L’une des mesures disciplinaires prisées par mes parents était de m’empêcher de sortir, comme pour aller au parc avec ma sœur ou au cinéma avec mes amis. Selon leur façon de voir les choses, «l’extérieur» est une sorte de jungle où on peut facilement être amené à sortir du droit chemin, où les influences néfastes pullulent. Ce raisonnement qui m’emprisonnait a donné lieu à des scènes familiales orageuses dans notre foyer. Pour moi, l’extérieur est plutôt un lieu de découvertes. Mais en Haïti, j’ai bien vu que la mentalité de mes parents prévaut encore, parce que les sorties des enfants sont très limitées, et pour les mêmes raisons que naguère…

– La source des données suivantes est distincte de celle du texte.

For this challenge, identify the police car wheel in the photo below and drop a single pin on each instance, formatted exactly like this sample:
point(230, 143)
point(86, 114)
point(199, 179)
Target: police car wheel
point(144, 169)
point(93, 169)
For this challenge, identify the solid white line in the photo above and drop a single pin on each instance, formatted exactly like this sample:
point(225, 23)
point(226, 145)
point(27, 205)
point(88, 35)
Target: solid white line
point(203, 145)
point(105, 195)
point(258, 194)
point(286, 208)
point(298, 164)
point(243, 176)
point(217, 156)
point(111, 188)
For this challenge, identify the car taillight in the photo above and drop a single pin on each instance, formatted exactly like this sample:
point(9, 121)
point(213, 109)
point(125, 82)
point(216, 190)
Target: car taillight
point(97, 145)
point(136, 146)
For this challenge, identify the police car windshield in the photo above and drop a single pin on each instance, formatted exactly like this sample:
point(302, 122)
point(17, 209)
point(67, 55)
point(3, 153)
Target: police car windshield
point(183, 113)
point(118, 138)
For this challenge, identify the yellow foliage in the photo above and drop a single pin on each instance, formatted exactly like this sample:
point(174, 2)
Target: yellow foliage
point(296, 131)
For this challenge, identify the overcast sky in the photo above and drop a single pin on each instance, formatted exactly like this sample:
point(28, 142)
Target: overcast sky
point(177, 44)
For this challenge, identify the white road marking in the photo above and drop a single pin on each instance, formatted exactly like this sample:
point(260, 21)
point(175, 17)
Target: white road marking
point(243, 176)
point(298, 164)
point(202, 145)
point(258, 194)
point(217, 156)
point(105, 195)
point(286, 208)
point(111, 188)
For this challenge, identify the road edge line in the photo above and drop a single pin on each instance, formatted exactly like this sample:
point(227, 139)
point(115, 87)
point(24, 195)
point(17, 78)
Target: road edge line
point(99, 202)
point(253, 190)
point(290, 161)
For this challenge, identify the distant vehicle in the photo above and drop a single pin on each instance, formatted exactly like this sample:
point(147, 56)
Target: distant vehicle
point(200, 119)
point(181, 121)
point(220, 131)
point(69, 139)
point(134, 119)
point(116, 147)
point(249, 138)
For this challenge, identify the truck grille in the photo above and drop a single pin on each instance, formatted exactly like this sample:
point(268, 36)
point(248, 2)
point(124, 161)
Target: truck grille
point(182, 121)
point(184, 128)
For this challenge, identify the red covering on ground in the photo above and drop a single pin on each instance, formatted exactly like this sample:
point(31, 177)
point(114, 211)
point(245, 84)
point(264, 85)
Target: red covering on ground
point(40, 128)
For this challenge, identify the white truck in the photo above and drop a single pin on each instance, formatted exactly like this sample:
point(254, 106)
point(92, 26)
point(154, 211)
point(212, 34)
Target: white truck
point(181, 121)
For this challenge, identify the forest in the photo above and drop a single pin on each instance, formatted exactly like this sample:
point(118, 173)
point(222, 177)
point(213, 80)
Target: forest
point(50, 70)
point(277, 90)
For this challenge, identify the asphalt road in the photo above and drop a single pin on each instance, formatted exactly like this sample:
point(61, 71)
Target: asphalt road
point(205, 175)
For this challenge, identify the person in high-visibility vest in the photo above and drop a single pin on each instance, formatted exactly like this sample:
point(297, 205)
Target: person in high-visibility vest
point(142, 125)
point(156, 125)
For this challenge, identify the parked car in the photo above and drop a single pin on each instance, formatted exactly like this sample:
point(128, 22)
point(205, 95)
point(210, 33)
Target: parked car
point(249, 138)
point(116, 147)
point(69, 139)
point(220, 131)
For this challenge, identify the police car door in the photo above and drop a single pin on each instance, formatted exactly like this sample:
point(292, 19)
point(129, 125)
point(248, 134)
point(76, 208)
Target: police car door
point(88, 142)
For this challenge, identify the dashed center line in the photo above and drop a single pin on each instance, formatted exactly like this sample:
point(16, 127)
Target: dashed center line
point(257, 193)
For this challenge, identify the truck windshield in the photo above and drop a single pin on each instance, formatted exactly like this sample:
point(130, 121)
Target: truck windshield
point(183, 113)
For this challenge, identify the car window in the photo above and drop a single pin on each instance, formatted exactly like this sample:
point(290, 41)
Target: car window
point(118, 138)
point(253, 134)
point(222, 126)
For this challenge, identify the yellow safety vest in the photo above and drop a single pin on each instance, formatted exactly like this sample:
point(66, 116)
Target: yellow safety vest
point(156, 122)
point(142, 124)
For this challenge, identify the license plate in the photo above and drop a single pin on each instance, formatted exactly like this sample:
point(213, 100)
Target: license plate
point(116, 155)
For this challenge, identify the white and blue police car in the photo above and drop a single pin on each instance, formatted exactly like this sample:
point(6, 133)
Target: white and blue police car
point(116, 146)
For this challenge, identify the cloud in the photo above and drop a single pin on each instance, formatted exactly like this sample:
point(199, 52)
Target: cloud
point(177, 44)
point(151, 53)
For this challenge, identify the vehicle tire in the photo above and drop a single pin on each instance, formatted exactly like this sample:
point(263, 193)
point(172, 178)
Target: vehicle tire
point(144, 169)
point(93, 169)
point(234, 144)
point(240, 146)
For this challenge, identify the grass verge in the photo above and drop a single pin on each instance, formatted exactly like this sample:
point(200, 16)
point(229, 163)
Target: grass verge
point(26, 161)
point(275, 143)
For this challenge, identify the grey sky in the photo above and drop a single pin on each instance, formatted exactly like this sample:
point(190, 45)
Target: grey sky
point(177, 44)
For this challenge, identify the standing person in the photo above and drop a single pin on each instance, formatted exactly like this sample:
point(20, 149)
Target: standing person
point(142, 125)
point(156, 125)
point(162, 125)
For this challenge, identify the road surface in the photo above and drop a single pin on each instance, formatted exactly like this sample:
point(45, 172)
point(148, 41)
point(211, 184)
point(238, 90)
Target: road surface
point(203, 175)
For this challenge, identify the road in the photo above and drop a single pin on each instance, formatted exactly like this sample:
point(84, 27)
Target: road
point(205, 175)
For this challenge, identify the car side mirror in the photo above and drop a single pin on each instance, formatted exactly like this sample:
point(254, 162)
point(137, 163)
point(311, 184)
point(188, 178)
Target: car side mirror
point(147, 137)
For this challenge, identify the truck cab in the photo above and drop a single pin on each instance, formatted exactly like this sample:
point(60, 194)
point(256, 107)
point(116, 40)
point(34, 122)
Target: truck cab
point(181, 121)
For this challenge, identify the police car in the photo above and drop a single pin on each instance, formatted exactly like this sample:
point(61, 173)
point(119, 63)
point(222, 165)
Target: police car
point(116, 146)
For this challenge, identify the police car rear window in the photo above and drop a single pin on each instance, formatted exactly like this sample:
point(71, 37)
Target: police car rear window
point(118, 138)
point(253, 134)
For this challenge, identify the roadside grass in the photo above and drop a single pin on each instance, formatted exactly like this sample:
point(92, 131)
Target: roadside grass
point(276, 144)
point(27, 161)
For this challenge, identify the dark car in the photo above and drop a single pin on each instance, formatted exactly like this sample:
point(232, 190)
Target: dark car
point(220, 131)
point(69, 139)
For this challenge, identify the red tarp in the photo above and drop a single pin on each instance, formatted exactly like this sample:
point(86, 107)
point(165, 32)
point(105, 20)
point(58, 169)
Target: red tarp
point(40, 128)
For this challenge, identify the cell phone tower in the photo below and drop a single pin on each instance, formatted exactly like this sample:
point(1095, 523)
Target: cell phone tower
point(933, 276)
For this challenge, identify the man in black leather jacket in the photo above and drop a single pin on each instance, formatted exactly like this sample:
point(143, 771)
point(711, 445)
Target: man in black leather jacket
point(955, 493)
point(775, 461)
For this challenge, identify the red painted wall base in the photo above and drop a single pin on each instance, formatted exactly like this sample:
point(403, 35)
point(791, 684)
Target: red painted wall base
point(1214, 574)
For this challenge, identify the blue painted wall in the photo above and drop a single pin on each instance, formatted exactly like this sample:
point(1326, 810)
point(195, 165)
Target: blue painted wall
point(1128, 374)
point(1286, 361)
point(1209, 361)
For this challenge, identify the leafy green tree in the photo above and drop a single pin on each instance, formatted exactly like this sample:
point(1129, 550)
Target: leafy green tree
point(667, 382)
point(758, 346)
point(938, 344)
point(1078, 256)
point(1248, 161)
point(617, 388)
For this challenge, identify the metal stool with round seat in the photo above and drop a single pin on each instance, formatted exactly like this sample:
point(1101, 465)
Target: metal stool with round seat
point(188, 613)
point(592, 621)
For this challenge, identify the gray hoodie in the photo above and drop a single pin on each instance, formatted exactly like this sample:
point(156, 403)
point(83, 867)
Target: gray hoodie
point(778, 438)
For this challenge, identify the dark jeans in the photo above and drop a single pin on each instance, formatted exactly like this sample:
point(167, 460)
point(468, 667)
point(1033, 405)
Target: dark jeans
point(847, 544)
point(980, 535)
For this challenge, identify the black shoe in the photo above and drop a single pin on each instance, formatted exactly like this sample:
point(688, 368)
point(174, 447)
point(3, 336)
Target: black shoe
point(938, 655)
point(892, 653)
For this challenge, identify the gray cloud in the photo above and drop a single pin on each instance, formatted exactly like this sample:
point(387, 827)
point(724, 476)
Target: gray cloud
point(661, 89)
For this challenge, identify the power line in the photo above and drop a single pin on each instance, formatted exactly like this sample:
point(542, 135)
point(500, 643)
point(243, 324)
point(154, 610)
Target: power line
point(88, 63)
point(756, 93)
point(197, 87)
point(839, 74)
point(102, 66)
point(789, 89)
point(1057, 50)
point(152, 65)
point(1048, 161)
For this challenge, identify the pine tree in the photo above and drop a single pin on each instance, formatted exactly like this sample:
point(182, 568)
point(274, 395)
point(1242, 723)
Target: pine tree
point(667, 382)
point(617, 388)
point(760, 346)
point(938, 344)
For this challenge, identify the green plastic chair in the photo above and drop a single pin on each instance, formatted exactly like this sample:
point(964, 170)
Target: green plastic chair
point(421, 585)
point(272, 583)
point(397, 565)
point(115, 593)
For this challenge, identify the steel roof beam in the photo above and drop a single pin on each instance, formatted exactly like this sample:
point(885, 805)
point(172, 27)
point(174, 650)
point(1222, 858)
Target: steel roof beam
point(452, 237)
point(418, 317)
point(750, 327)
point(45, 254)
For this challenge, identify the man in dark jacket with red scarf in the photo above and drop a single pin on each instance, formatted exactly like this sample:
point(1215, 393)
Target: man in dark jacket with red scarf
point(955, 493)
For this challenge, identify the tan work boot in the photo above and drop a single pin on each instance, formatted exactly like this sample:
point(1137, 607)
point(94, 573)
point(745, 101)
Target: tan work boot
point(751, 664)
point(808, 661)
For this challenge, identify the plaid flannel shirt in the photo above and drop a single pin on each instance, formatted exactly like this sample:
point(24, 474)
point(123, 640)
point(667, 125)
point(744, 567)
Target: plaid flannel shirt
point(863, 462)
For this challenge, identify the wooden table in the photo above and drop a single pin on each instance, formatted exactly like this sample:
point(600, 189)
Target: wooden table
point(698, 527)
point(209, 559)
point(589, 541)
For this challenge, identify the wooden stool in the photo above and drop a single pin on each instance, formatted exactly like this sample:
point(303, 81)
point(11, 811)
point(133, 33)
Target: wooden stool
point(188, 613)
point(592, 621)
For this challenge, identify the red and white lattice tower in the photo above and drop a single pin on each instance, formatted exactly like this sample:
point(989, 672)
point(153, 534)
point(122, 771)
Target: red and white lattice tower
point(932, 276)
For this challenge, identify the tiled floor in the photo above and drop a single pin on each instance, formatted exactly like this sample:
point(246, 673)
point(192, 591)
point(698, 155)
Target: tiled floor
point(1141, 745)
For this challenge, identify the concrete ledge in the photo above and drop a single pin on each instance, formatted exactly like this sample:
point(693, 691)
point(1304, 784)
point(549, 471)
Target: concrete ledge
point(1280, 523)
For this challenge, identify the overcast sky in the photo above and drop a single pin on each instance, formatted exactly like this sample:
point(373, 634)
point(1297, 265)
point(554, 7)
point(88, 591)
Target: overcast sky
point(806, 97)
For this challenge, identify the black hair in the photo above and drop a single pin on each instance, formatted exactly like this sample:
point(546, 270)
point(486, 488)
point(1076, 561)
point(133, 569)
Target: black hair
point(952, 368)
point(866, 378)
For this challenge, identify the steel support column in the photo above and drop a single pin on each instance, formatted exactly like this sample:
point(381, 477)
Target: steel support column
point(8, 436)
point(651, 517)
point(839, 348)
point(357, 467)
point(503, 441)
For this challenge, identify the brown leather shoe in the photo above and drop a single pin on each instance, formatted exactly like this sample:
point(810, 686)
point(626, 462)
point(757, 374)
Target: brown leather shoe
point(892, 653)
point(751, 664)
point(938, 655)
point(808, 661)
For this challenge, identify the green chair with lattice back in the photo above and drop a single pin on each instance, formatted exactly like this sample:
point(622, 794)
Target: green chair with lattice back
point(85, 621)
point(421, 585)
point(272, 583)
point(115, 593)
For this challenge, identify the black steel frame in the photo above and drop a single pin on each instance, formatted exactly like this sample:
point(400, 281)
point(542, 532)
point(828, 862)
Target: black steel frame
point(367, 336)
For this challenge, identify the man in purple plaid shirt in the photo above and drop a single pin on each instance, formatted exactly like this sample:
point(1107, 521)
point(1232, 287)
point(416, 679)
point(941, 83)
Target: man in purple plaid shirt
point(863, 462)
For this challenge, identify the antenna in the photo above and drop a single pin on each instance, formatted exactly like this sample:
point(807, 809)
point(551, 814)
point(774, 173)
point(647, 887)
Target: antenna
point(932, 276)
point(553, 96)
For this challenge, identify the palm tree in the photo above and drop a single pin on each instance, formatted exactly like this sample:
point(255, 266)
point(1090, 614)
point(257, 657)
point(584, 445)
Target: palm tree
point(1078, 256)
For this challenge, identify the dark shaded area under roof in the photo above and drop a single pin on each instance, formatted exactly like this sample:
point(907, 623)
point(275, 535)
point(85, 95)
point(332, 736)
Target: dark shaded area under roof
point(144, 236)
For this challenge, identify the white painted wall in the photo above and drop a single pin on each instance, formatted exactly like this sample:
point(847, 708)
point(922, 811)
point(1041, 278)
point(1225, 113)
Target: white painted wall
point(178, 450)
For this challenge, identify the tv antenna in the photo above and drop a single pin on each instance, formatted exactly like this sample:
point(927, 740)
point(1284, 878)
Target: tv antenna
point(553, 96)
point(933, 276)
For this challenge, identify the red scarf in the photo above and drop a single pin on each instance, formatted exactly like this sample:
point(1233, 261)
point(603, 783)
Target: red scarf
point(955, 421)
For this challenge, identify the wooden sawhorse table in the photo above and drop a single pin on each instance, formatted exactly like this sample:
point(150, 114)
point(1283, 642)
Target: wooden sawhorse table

Mais j’ai aussi fait une merveilleuse découverte à propos de mes parents. Avant d’avoir visité la campagne où ils ont grandi, je ne me suis jamais intéressée à leur émigration vers le Canada. Aujourd’hui, je réalise plus que jamais le courage qu’ils ont eu de partir de si loin uniquement pour offrir un meilleur avenir à leurs enfants. Une campagne où les commodités modernes n’existent pas, où la pauvreté sévit, où les espoirs se sont depuis belle lurette envolés. Mes parents se sont tenus debout, et ont franchi toutes les frontières pour atterrir à Montréal. Mon père est arrivé avec à peine 100 $ en poche, en 1972. Avec acharnement, il a travaillé pour rapatrier ma mère, en 1974. Tout ça, pour épargner leurs enfants d’une vie de misère.

Qui suis-je maintenant?

À 31 ans, je ne me demande plus qui je suis, mais bien ce que je veux être. Bien sûr, ça me fatigue et m’irrite qu’on me demande encore d’où je viens. Certes, ma relation avec mes parents n’est pas idyllique. Mais j’ai saisi le pourquoi de leur périple, et par le fait même, les raisons qui font de moi un mélange de deux cultures. Vous savez, j’aurais pu grandir en Haïti, j’aurais pu être coincée dans ce pays, j’aurais pu ne pas pouvoir rêver comme je le fais, j’aurais pu être condamnée à l’indigence. J’étais à deux doigts de cette vie-là.

En me faisant naître au Québec, mes parents m’ont donné toute une liberté. Après avoir passé six mois dans leur pays, je sais que le temps n’est plus au questionnement. En fait, l’unique désir que mes parents aient tenté de m’exprimer, souvent maladroitement, c’est celui de me voir profiter de ma vie au maximum, et d’exploiter tous mes atouts. Ils m’ont transplantée ici pour ça, pour m’offrir cette opportunité. Alors, maman et papa, je vous le jure que j’ai compris maintenant. Et ce que je veux être, c’est ce que vous avez fait de moi : une citoyenne du monde.